The field of SMARCA4 antibody research is poised for several important future developments:

• Single-cell applications: Development of SMARCA4 antibodies optimized for single-cell protein analysis technologies will allow researchers to examine heterogeneity in SMARCA4 expression and function at unprecedented resolution.

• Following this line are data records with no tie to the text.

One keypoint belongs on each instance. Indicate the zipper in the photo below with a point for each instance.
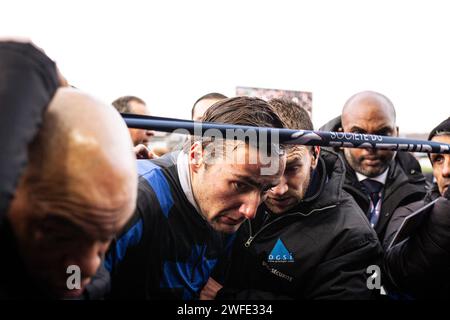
(251, 238)
(194, 267)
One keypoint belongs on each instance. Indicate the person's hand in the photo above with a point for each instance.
(210, 290)
(143, 152)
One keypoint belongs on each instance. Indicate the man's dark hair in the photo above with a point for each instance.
(122, 103)
(247, 111)
(208, 96)
(292, 114)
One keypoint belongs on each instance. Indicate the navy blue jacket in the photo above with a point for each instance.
(167, 250)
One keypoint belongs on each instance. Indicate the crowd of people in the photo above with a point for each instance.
(89, 211)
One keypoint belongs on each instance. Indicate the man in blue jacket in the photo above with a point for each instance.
(189, 203)
(309, 240)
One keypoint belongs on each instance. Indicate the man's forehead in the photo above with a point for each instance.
(367, 113)
(444, 138)
(297, 153)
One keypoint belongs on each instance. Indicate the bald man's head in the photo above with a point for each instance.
(78, 190)
(362, 100)
(369, 112)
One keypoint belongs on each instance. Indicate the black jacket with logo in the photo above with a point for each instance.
(418, 267)
(319, 250)
(404, 184)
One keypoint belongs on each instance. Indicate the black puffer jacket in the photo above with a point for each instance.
(319, 250)
(28, 81)
(404, 184)
(419, 267)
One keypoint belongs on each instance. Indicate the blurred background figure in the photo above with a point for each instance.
(163, 143)
(203, 103)
(140, 137)
(135, 105)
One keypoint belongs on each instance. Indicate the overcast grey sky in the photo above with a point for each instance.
(173, 51)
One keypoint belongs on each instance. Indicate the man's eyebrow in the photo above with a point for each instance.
(293, 160)
(384, 129)
(356, 128)
(253, 182)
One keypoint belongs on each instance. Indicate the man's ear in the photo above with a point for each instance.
(195, 156)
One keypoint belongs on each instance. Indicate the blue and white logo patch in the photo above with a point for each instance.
(280, 253)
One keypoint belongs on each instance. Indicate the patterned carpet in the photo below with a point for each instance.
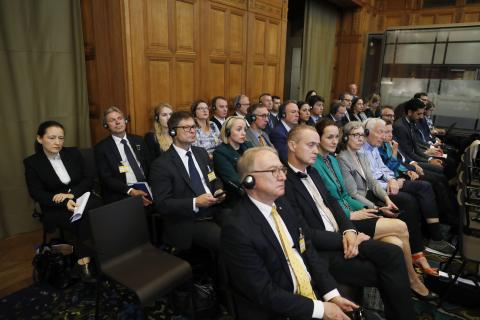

This approach will be particularly valuable for understanding tumor heterogeneity and identifying rare cell populations with altered SMARCA4 activity.

• Proximity labeling approaches: Next-generation SMARCA4 antibody tools compatible with proximity labeling methods (BioID, APEX) will enable more comprehensive mapping of SMARCA4 protein interaction networks in living cells. These approaches will provide dynamic information about how SMARCA4-containing complexes respond to various cellular stimuli.

• Therapeutic targeting validation: As SMARCA4-deficient cancers represent potential targets for synthetic lethal therapeutic approaches, highly specific SMARCA4 antibodies will be essential for patient stratification and treatment response monitoring in clinical trials. Development of companion diagnostic antibodies will be a critical focus.

• Post-translational modification-specific antibodies: Development of antibodies that specifically recognize distinct SMARCA4 post-translational modifications will provide deeper insight into how SMARCA4 activity is regulated in different contexts. These tools will help elucidate mechanisms of SMARCA4 activation and inactivation.

• Intrabody development: Engineering of intrabodies (intracellular antibodies) against SMARCA4 could enable live-cell imaging of SMARCA4 dynamics and potentially allow for acute inhibition of specific SMARCA4 functions. This approach would complement genetic knockout strategies by allowing temporal control of inhibition.

• Cross-platform validation: Standardization of SMARCA4 antibody validation across multiple platforms (IHC, IF, ChIP, mass cytometry) will improve reproducibility and data integration in SMARCA4 research. This will be particularly important for translational applications bridging basic research and clinical implementation.